Apart from phenotypic variation due to environmental effects, the three P. patellaris populations showed no apparent morphological differences. However, at the genetic level (Table 2), population BAL showed the highest genetic diversity with a total of 85 different alleles and all markers exhibiting polymorphisms, followed by population MOR (62 alleles) and population AZO (55 alleles). All markers except one (JKIPat17) yielded different numbers of alleles in the three populations (Table 2), reflecting high resolution of the marker set and its suitability for the analysis of genetic variation within and between Patellifolia populations.

CONCLUSIONS

Since the second half of the 19th century, taxonomists and geneticists have worked on the small genus Patellifolia. However, a reliable key to the species still does not exist and information on the evolutionary relationships between the three species is scarce. The new set of highly polymorphic SSR markers may prove useful to fill existing knowledge gaps. For instance, the 25 SSRs reported here may be used for studying the large-scale spatial distribution pattern of genetic diversity within the genus Patellifolia, the pattern of fine-scale spatial genetic structure at the population level, and evolutionary relationships among the three species, and may also be useful for investigations of the species' mating systems and seed dispersal mechanisms.
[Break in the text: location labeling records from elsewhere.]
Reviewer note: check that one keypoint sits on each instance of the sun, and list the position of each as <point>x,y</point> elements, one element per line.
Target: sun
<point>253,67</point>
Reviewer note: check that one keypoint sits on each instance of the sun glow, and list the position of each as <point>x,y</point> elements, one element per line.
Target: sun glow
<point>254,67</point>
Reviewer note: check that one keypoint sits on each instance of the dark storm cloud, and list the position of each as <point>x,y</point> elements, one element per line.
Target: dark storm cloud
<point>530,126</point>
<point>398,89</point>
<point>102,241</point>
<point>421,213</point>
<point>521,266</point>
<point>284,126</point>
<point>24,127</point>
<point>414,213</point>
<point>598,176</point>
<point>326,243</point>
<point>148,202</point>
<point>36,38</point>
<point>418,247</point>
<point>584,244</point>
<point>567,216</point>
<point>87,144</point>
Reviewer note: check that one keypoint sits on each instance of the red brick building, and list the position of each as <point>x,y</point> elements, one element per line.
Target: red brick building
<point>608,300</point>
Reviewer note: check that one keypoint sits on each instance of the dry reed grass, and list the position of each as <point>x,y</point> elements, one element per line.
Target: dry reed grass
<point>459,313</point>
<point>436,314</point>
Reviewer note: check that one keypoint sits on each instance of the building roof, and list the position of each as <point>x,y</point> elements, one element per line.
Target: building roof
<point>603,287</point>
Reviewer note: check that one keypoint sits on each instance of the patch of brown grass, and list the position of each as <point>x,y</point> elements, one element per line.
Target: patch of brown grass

The data presented here underline the field observations. The plant stand of P. procumbens sampled at Punta del Hidalgo showed large morphological variation that cannot be solely explained by a higher phenotypic plasticity or environmental factors. The high phenotypic variation at the natural site corresponds well with the high genetic diversity observed in P. procumbens. Self-fertile P. patellaris used in this study showed less SSR marker variation than the self-sterile species P. procumbens, which is likely due to a limited gene flow between occurrences of a self-fertile species that, in addition, is distributed in spatially isolated patches. These observations need to be investigated in detail in further studies.

ACKNOWLEDGMENTS

The authors thank A. Minoche, J. Dohm, and H. Himmelbauer for providing access to the unpublished genome assembly Papro-1.0 from Patellifolia procumbens; L. Duarte, I. Ferrando, P. P. Ferrer Gallego, M. L. Rubio Teso, and A. Santos Guerra for kindly providing samples of P. patellaris and P. webbiana; and the European Cooperative Program for Plant Genetic Resources (ECPGR; Rome, Italy) for co-funding.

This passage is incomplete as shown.